Sure, climate factors into how some people decide which business school to attend. But usually it has to do with warm temperatures and sunshine, not elections. Not for Justen Nestico.
A second-year MBA student at Dartmouth’s Tuck School of Business, Nestico chose Tuck in part because of its location at the heart of what has proven to be one of the wildest presidential races in the nation’s history. In the post that follows, Nestico shares how he and other Tuck students who’ve caught the political bug are ideally positioned to watch the electoral process unfold first hand. Our thanks to him for sharing his perspective with the Clear Admit audience.
The following post has been republished in its entirety from its original source, Tuck 360: MBA Blog.
The Political Bug
by Justen Nestico (MBA ’17)
One unique thing about attending Tuck—and one of the reasons that I wanted to be here during these two particular years—is its location at the heart of one of the most unpredictable elections in American history. Whether it is presidential candidates coming to campus before New Hampshire’s first-in-the-nation primary, upcoming student-run Q&A panels with Republican Sen. Kelly Ayotte and Democratic Gov. Maggie Hassan (candidates in one of the most competitive races in the country, the winner of which may determine the balance-of-power within the U.S. Senate), or the opportunity to work with former New Hampshire governor and current Center for Business, Government, and Society (CBGS) Senior Fellow John Lynch, Tuck students get a first-hand look into the political process that wouldn’t be possible at any other business school.
This was a big factor in my choosing Tuck because I was working as a consulting actuary in Washington D.C., where I helped companies manage balance sheet risk and navigate the introduction of Obamacare and post-Enron pension reform bills.
I was particularly interested in being involved with the CBGS during the election because business leaders need to understand the risks and opportunities that governments impose on and create for companies and how best to shape corporate strategy in the face of changing government policies. Now a second-year fellow with the Center, I’ve thus far had the opportunity to study Uber’s market-entry strategy and the GE-Alstom deal, including interviews with senior leaders from the companies, governments, and labor representatives involved (including high-level Obama administration officials).

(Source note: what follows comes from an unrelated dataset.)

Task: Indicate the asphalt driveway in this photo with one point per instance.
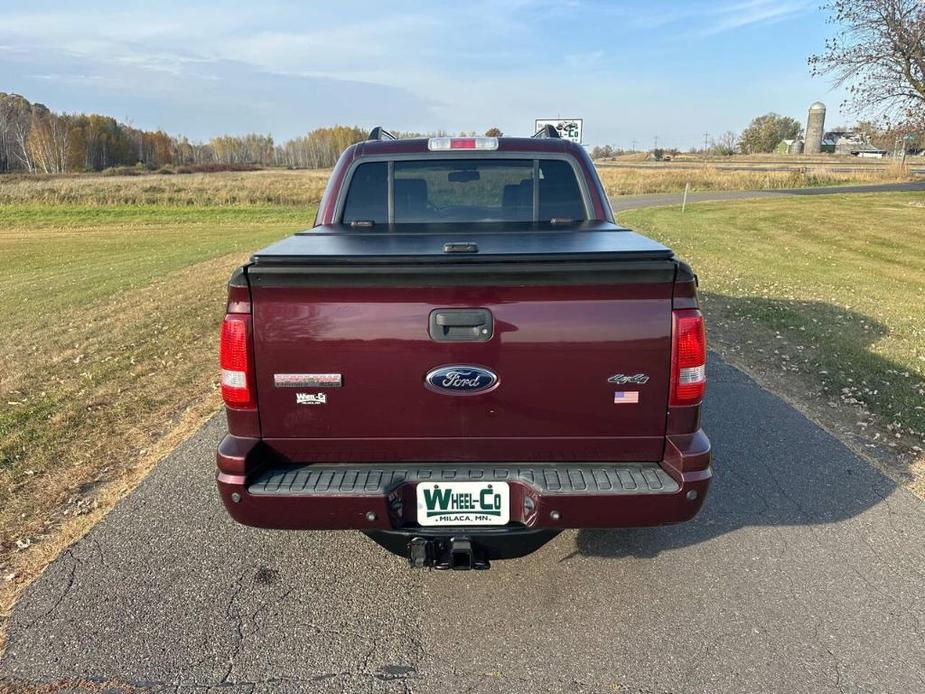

Looking around campus, it’s clear that the rest of the Tuck community has caught the political bug as well, as evidenced by the huge turnout for the first Clinton-Trump debate viewing party. Tuck prides itself on creating global leaders by serving as a “base camp” to the rest of the world but Tuck students understand intuitively that what it means to be a global leader in the future will be defined by the outcome of this election, given the candidates’ vastly different views on how America should engage with the world. Whatever the result in November, I’m confident that being at Tuck during this election and having worked as a CBGS Fellow will enable me to better navigate the complicated relationship between business and government upon graduation.